Enquanto um vírus não discrimina biologicamente, os nossos sistemas sociais estão claramente a favorecer o contágio e a sobrevivência de uns sobre os outros, e aqueles com menos rendimentos, menos benefícios e menos direitos estão a lutar na linha de frente contra um inimigo invisível que nos pode tocar a todos
POR JOSIANNE GAUTHIER
Em tempos de ruptura como estes, o que já era insustentável é enfraquecido a ponto de quebrar. Estamos a testemunhar pequenos colapsos por toda parte, expondo a fragilidade e as desigualdades dos sistemas que tínhamos em funcionamento. Esta crise – como referiu o Papa Francisco na sua excepcional bênção e oração Urbi et Orbi pela Pandemia – expõe ” a nossa vulnerabilidade e deixa a descoberto as falsas e supérfluas seguranças com que construímos os nossos programas, os nossos projectos, os nossos hábitos e prioridades”.

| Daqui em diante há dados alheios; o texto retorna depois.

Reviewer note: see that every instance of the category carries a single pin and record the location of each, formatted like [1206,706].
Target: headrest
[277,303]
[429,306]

Ao enfrentarmos os choques sistémicos que provocam grande incerteza e medo, somos agora forçados a reconhecer a nossa interdependência. De facto, cuidarmos uns dos outros é a única maneira de ir verdadeiramente além destas crises e ainda temos tanto a aprender sobre nós mesmos.
Este contágio não provém de uma mutação viral, mas sim da invasão humana de habitats selvagens. Na origem desta crise estão os nossos estilos de vida insalubres e insustentáveis de poluição do ar, má nutrição e excesso de trabalho. Na origem estão os sistemas sociais que não forneceram recursos médicos suficientes e falharam em valorizar o trabalho de assistência ou garantir a segurança social para enviar as pessoas para casa, para isolar o contágio e curar os doentes. Não somos iguais diante desta crise.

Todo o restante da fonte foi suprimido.